This project will identify the jersey numbers of American football players in broadcast footage using a two stage approach. The first stage will be a pre-trained Mask R-CNN that will detect players, and the second stage will be a fine-tuned Faster R-CNN to extract digits from the player bounding boxes.
# From repository root directory
python main/main.py <INPUT_VIDEO_PATH>
-
Capture frames from two Alabama football games (1280 x 720 resolution), one with home uniforms and the other with away uniforms.
-
Do a pass over the frames, removing ones that do not contain at least one Alabama player with a completely visible jersey number.
-
Run a pre-trained Mask R-CNN to extract person bounding boxes from the frames.
-
Pad the bounding boxes with 0s (blackness) to create square images then re-scale to size 256 x 256. Discard non-Alabama players.
-
Label the digits with VGG Image Annotator (VIA) tool.

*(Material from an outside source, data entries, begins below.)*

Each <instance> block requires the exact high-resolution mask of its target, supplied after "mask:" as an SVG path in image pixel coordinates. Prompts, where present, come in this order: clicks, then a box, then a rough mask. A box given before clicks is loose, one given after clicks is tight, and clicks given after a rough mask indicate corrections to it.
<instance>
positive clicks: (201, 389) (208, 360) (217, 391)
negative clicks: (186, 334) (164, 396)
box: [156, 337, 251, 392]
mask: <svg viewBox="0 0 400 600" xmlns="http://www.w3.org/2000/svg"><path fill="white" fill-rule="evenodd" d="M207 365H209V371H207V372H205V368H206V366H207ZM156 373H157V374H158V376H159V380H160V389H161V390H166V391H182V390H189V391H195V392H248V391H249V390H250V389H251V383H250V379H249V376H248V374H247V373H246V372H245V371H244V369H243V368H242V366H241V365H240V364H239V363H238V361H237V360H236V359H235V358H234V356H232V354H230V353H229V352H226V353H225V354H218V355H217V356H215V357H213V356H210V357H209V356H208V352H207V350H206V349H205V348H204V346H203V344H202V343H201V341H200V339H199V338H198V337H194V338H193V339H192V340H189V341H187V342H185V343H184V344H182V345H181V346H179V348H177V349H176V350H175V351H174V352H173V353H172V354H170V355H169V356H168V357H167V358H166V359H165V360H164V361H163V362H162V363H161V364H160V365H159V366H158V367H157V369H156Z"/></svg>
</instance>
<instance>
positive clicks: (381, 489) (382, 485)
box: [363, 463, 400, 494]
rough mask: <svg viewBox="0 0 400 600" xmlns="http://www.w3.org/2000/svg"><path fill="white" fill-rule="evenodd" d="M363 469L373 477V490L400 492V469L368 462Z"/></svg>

For more details, see data folder, which holds its own README.md file.
-
Start with the same pre-trained Mask R-CNN as above. As shown in this tutorial, it is possible to train the Mask R-CNN for object detection using a dataset that only contains bounding boxes.
-
Evaluate performance on
football_player_test
for the following three scenarios:- Fine-tuning with Street View House Numbers (SVHN) dataset
- Fine-tuning with
football_player_train
- Fine-tuning with
SVHN + football_player_train
-
The best performing model is hereby referred to as
jersey_number_detector
.
- Improve speed by pipelining the two stages
- Synthesize the discrete digits into actual jersey numbers (i.e. '2' and '9' --> '29')
- Filter out away team jersey numbers based on color, which will vary per game
- Filter out sideline player noise
- Supplement the jersey numbers with roster information (player names)
- Add game context using OCR on the scoreboard